Таким образом эта вещь почти целиком осталась в моих руках, но я не знала еще ее опасных свойств, пока совершенно нечаянно не испытала их на себе. Раз, воротясь домой от моего француза, я посмотрела в зеркало и заметила у себя над губами пятнышко. Это был след адского камня, но как он сюда попал, я понять не могла: должно быть, брызнуло, или я дотронулась чем-нибудь до лица. Я вывела это, растворив тут же, в воде, маленькую щепотку из моего запаса. Но должно быть попало в рот, потому что обыкновенно слабый запах горького миндаля на этот раз показался мне очень силен, и во рту я почувствовала какой-то приторный жгучий вкус. Это немножко меня встревожило. Я выплюнула, выполоскала сейчас же рот и умыла лицо… Стою, утираюсь, и вдруг, ни с того, ни с сего, пошатнулась. Тогда только я заметила, что мне как-то не по себе и что я уж с минуту только и делаю, что глотаю или выплевываю слюну. При этом какое-то странное чувство слабости, которое доходило почти до дурноты… Хочу идти, ноги дрожат и подкашиваются. Шатаясь, я добрела до постели и позвонила. Вошла моя няня. «Няня, – говорю, – мне что-то очень нехорошо. Пошли скорее за Карлом Федоровичем».
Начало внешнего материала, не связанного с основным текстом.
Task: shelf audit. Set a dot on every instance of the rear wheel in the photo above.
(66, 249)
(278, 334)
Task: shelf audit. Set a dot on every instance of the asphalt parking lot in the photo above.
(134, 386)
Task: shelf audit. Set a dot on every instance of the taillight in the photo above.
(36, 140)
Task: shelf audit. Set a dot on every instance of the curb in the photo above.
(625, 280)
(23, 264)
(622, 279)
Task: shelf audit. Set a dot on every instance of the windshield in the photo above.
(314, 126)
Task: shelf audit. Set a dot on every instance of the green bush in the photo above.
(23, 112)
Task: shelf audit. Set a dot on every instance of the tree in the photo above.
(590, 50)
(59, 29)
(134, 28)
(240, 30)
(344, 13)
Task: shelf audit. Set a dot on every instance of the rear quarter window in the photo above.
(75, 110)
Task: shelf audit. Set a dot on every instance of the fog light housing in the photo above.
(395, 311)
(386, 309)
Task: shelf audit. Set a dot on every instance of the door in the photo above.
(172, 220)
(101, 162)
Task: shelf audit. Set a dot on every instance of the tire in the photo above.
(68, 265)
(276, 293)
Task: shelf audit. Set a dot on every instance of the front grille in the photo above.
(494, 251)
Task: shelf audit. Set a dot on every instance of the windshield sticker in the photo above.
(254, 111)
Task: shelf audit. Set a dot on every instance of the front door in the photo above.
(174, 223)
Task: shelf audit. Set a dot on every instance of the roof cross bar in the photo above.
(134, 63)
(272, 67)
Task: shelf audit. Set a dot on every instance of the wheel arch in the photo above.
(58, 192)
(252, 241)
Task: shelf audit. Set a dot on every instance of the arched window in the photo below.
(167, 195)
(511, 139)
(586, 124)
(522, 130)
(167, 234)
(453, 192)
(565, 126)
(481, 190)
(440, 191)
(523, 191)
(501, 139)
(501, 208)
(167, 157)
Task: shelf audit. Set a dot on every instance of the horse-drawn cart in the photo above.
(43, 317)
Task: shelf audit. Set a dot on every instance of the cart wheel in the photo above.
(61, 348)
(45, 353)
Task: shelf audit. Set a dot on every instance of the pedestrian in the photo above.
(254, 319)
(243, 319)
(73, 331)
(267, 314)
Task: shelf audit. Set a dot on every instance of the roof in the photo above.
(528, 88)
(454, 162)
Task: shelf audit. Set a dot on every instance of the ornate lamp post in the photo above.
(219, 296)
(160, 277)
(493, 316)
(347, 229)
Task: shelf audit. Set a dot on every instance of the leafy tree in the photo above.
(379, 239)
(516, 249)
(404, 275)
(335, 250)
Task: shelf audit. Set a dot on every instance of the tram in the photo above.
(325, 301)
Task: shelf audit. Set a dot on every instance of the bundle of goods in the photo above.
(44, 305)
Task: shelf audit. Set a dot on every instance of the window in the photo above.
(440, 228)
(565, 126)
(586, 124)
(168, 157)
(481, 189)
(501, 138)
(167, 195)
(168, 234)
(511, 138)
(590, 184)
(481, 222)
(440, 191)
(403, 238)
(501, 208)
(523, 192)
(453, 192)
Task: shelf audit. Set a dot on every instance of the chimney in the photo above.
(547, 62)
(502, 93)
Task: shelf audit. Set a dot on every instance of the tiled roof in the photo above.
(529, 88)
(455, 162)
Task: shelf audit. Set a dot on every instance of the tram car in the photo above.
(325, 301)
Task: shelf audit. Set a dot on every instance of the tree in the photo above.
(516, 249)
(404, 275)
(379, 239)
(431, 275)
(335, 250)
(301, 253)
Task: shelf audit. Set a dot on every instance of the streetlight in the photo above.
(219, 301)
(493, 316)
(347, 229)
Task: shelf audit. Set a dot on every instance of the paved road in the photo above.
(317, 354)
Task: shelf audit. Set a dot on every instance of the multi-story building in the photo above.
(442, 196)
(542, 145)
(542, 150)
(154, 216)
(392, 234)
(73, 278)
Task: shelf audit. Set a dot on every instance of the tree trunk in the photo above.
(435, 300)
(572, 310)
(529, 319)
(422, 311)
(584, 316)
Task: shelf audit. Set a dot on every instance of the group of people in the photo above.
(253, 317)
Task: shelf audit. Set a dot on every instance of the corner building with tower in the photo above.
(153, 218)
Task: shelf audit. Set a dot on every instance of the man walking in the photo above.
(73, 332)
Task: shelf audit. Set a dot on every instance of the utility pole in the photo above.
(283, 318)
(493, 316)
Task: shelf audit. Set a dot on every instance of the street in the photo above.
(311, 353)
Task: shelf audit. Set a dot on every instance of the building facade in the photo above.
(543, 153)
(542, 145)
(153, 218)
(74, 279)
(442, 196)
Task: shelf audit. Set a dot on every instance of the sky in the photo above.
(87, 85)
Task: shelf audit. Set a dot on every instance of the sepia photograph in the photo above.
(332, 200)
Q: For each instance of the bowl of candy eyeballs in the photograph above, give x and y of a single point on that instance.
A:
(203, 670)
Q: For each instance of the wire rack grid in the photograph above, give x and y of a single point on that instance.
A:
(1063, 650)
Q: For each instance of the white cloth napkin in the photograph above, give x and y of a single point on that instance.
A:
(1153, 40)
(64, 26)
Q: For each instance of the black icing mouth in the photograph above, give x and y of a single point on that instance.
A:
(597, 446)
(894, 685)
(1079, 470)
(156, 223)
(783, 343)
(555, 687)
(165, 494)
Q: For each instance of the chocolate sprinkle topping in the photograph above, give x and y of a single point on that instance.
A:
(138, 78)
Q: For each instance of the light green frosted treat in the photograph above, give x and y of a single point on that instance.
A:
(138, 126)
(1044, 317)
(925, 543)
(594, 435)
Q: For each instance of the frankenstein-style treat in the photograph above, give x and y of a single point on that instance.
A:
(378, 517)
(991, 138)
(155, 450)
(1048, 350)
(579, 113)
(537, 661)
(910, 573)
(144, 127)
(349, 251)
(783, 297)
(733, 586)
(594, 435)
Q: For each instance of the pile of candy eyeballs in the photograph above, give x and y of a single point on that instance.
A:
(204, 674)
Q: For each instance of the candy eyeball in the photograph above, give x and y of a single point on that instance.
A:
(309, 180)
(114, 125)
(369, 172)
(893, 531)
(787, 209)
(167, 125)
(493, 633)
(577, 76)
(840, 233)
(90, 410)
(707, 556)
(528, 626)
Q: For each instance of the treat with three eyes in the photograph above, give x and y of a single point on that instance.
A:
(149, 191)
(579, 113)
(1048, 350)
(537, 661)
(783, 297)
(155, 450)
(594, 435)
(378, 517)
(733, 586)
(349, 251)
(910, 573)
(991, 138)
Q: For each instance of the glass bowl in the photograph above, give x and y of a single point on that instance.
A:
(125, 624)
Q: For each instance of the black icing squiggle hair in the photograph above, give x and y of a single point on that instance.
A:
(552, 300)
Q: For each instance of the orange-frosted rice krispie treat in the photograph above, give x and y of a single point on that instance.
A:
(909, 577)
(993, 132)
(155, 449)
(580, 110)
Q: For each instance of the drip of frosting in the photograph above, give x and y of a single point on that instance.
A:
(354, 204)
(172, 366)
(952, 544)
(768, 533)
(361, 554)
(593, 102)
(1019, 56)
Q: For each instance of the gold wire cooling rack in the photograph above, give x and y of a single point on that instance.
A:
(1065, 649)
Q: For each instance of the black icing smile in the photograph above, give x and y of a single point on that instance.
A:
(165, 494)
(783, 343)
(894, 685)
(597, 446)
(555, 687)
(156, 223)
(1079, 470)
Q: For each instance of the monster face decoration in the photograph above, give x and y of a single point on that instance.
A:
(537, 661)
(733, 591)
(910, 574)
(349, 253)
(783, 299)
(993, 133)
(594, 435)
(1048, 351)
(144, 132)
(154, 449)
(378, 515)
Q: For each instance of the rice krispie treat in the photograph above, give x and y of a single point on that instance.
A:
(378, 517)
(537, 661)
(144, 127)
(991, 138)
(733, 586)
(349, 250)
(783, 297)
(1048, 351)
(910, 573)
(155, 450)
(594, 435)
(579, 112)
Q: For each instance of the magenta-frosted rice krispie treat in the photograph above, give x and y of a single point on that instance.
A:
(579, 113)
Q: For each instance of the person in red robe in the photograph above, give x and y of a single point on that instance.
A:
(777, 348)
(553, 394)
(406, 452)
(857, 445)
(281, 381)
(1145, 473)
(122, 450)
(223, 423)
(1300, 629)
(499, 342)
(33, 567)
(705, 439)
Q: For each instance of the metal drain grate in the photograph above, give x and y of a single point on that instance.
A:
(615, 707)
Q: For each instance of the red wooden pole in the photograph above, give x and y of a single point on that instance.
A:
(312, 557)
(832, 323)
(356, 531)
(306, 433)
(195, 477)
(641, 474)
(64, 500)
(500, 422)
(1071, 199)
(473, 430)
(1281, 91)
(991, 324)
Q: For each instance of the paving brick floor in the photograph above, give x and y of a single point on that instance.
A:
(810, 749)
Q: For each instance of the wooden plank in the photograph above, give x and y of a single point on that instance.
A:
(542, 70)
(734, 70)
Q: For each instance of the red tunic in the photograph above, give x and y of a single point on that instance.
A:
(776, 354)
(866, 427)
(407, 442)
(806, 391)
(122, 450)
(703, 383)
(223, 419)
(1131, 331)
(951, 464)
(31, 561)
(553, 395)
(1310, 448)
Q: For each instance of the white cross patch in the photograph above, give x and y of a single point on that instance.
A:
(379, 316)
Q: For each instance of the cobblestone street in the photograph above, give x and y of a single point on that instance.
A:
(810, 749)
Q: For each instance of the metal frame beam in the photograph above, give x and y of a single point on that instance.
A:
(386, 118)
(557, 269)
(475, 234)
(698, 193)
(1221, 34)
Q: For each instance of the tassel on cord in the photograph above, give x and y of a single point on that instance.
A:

Карл Федорович приехал к ночи. Это был доктор маман, старик, который знал меня с детства и за что-то всегда очень жаловал. Когда он приехал, я была уже почти здорова, но ноги еще не держали. Он долго меня допрашивал и, узнав, чем я отмывала губы (я сочинила ему, что будто я это сделала наверху, в лаборатории), значительно покачал головой.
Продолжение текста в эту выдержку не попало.